We had this problem with my Shetland Sheepdog, Seamus.
We helped him get over it by always approaching him at his level. Sometimes, when you approach the dog and you are towering over them, they get firghtened and pee. So, making sure to squat at their level helps a lot.
Secondly, when we knew people were coming over, we made sure Seamus peed shortly before the people came. Then, when the people came, we asked them to not act overlly happy and loud when they came inside so Seamus would not get too excited OR
frightened (depending on whether the person was friend or stranger) and pee while trying to greet them. It is important that everyone keeps a calm attitude when they first come in.
And, NEVER, EVER, EVER scold them for submissive peeing! It might sometimes be irritating, but pretend like it never happened! When the dog settles down and is resting somewhere, just go and quietly clean up the mess. Scolding them for it WILL make it worse.
To help build your dog's confidence, praise them a lot. Training them is a great
way to build confidence. Praise, praise, praise and lots of loving and cuddling on the side!

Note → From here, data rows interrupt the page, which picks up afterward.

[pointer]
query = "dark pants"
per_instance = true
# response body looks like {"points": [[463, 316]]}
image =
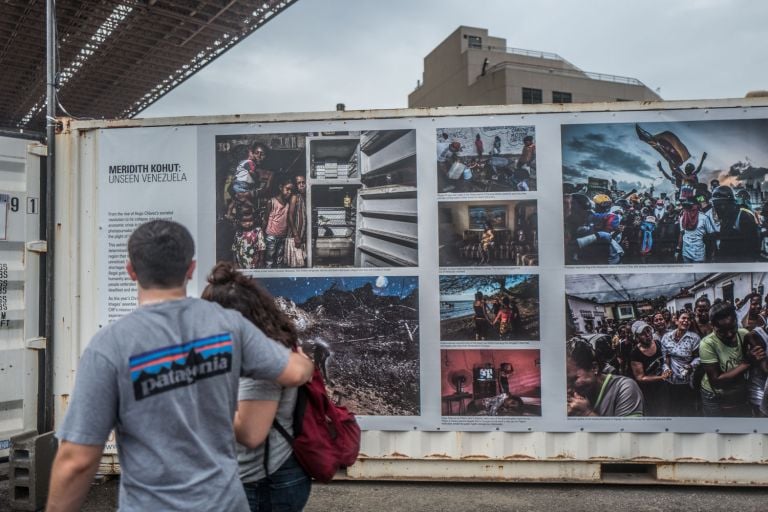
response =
{"points": [[714, 406], [285, 490], [683, 399]]}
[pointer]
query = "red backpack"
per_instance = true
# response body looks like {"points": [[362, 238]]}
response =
{"points": [[326, 436]]}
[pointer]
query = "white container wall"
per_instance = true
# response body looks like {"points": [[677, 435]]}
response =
{"points": [[454, 284]]}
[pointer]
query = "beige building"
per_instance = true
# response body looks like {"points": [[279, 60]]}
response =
{"points": [[472, 68]]}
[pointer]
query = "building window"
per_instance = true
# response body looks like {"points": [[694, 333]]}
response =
{"points": [[531, 96], [475, 42]]}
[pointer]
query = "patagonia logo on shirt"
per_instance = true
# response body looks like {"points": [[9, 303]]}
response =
{"points": [[176, 366]]}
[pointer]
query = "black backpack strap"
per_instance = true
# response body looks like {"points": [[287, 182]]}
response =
{"points": [[266, 456], [277, 426]]}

Since your dog is so submissive right now, it would be best NOT to scold them. Try positive reinforcement and distraction. If you must scold them (and sometimes we all must), a simple sharp "No!" or "Drop it!" (whichever word is appropriate) should suffice. Don't yell, but make your voice sound almost like a growl and a little louder than the volume you would typically use speaking to your dog.
I think if you do these things, you'll gradually see some improvement as time goes on.
Seamus got over his problem when he was around 10-11 months old. Occassionally, he still does some submissive peeing, but it's usually when something scares him.
Good luck, and keep us updated on your little baby's progress!